So I could rephrase your last sentence as "so quit your whining and either
invest in your workforce so that they have the skills that you need, or raise
the pay you're offering until you get your workers at a rate that technically
has no limits."

If we're part of the labor market "like everyone else", then why does our
particular segment of the industry spend so much money and time lobbying for
special visas and other types of consideration from the government? Like I've
said many times here on HN, I support a greater emphasis on skilled
immigration. But when a software developer in SF earns only a bit more than a
dental hygienist and a bit less than a registered nurse, I don't think that
the software developer "shortage" is any more acute than the shortage of
skilled workers in every other segment of the economy.

------
Eiriksmal
See this HN article[0] and, specifically, the interesting chain of comments
starting with Mr.
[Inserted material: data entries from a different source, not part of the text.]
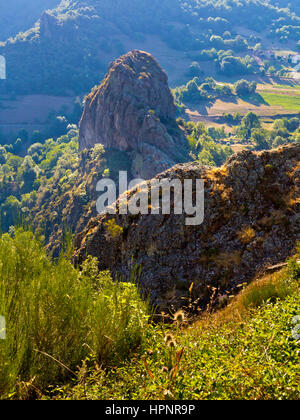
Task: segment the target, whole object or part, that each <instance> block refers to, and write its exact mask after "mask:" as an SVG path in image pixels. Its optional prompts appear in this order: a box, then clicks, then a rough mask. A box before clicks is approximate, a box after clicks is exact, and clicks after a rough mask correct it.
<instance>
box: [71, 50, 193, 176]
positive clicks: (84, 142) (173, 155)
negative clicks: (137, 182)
mask: <svg viewBox="0 0 300 420" xmlns="http://www.w3.org/2000/svg"><path fill="white" fill-rule="evenodd" d="M175 113H176V108H175V105H174V101H173V97H172V94H171V92H170V89H169V87H168V80H167V75H166V74H165V72H164V71H163V70H162V69H161V67H160V65H159V64H158V63H157V61H156V60H155V59H154V58H153V57H152V56H151V55H150V54H148V53H146V52H143V51H137V50H134V51H131V52H129V53H128V54H125V55H123V56H122V57H120V58H119V59H118V60H116V61H115V62H113V63H112V64H111V65H110V68H109V71H108V74H107V76H106V77H105V79H104V81H103V82H102V84H101V85H100V86H99V87H97V88H95V89H94V90H93V91H92V93H91V94H90V95H89V96H88V97H87V99H86V103H85V109H84V112H83V115H82V119H81V122H80V134H79V148H80V150H82V149H84V148H90V147H93V146H94V145H95V144H96V143H102V144H103V145H104V147H105V149H106V150H109V149H117V150H120V151H125V152H127V153H128V155H129V157H130V160H131V162H132V168H131V170H132V175H133V176H141V177H143V178H147V179H149V178H151V177H153V176H155V175H156V174H157V173H159V172H161V171H163V170H165V169H167V168H169V167H171V166H173V165H174V164H175V163H178V162H186V161H187V160H188V157H187V153H186V140H185V138H184V136H183V133H182V132H181V130H180V129H179V128H178V126H177V123H176V120H175Z"/></svg>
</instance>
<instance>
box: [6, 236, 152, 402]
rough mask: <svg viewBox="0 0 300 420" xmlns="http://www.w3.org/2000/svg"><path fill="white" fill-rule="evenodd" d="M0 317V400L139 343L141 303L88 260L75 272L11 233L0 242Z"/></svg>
mask: <svg viewBox="0 0 300 420" xmlns="http://www.w3.org/2000/svg"><path fill="white" fill-rule="evenodd" d="M0 315H2V316H4V317H5V320H6V329H7V331H6V339H5V340H0V398H1V397H2V398H7V397H16V398H28V397H30V396H35V395H36V394H39V393H40V392H43V390H45V389H46V388H47V387H48V386H49V385H51V384H52V385H56V384H57V383H60V382H62V381H64V380H66V379H67V378H68V377H69V376H70V375H72V372H74V371H76V369H77V367H78V366H79V365H80V364H81V363H82V361H83V360H84V359H85V358H86V357H88V356H90V355H91V354H92V356H93V357H94V358H95V359H96V360H97V361H98V363H100V364H102V365H103V366H105V365H108V364H109V363H116V362H117V361H118V360H119V359H122V358H124V357H126V356H127V355H128V353H129V352H130V351H131V350H132V349H133V348H135V347H136V346H137V345H138V344H139V343H140V342H141V340H142V338H143V334H144V330H145V326H146V323H147V305H146V304H145V303H143V302H142V301H141V299H140V295H139V292H138V290H137V287H136V286H135V285H133V284H130V283H128V284H126V283H122V282H113V281H112V278H111V276H110V274H109V273H99V272H98V269H97V262H96V261H95V260H94V259H89V260H88V261H87V262H86V263H85V264H84V266H83V269H82V271H81V272H79V271H78V270H76V269H75V268H74V267H73V265H72V264H71V262H70V261H69V259H68V258H67V257H66V256H65V255H61V256H60V257H59V259H58V260H57V261H56V262H53V261H52V260H51V259H50V258H49V257H48V256H47V255H46V252H45V250H44V248H43V245H42V243H41V240H40V239H37V238H36V237H34V235H33V234H32V233H31V232H29V231H24V230H23V229H18V230H17V231H16V232H15V234H14V237H11V236H9V235H8V234H5V235H2V236H1V237H0Z"/></svg>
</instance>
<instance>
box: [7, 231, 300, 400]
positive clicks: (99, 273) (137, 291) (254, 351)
mask: <svg viewBox="0 0 300 420" xmlns="http://www.w3.org/2000/svg"><path fill="white" fill-rule="evenodd" d="M299 257H300V250H298V254H297V255H296V256H295V257H294V258H292V259H290V260H289V262H288V266H287V267H286V268H284V269H283V270H281V271H280V272H278V273H275V274H272V275H267V276H264V277H263V278H261V279H259V280H257V281H255V282H253V283H252V284H250V285H249V286H247V287H245V285H244V284H242V285H241V292H240V294H239V295H238V296H236V297H235V298H233V297H232V296H229V297H228V296H226V298H227V300H228V298H229V304H228V306H226V307H225V308H224V309H221V310H219V311H216V312H214V313H212V312H211V311H207V312H203V313H202V315H201V317H200V318H199V317H197V318H190V319H189V317H187V316H186V314H184V313H182V312H177V313H176V314H175V315H174V316H173V318H172V319H173V322H171V323H168V324H166V323H165V322H161V323H159V324H153V323H149V316H148V315H147V313H148V305H147V304H146V303H143V302H142V300H141V299H140V294H139V292H138V289H137V287H136V286H135V285H134V284H133V283H134V282H135V281H136V279H137V278H138V275H137V272H136V270H133V271H132V276H131V282H129V283H123V282H120V281H119V282H113V281H112V278H111V276H110V274H109V273H108V272H101V273H99V271H98V268H97V261H96V260H95V259H93V258H91V257H89V258H88V259H87V260H86V261H85V262H84V263H83V265H82V269H81V271H80V272H79V271H78V270H77V269H75V268H74V267H73V266H72V264H71V262H70V261H69V258H68V253H67V251H66V252H65V253H62V254H61V256H60V258H59V259H58V260H57V261H52V260H50V259H49V257H48V256H47V255H46V253H45V251H44V248H43V245H42V243H41V240H39V239H37V238H35V237H34V236H33V234H32V233H31V232H27V231H24V230H22V229H18V230H17V231H16V232H15V234H14V236H13V237H11V236H9V235H8V234H5V235H2V236H1V237H0V314H1V315H4V316H5V318H6V326H7V336H6V339H5V340H0V395H1V398H10V399H22V398H23V399H28V398H40V399H122V400H124V399H145V400H152V399H179V400H180V399H299V396H300V380H299V379H300V365H299V352H300V349H299V341H297V337H296V338H295V336H294V335H293V331H294V329H295V325H294V323H293V322H294V319H295V316H296V315H300V313H299V311H300V294H299V281H300V266H299V264H297V260H298V259H299ZM191 290H192V286H191V288H190V291H191Z"/></svg>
Ptacek's ruminations on the article[1] that ends up linking
to Mr. O'Church's writing.

[0]
[https://news.ycombinator.com/item?id=8232746](https://news.ycombinator.com/item?id=8232746)
[1]
[https://news.ycombinator.com/item?id=8232992](https://news.ycombinator.com/item?id=8232992)

------
bottled_poe
"Oh, you're a software engineer. That means you can you fix my computer,
right?" -> Frowning ensues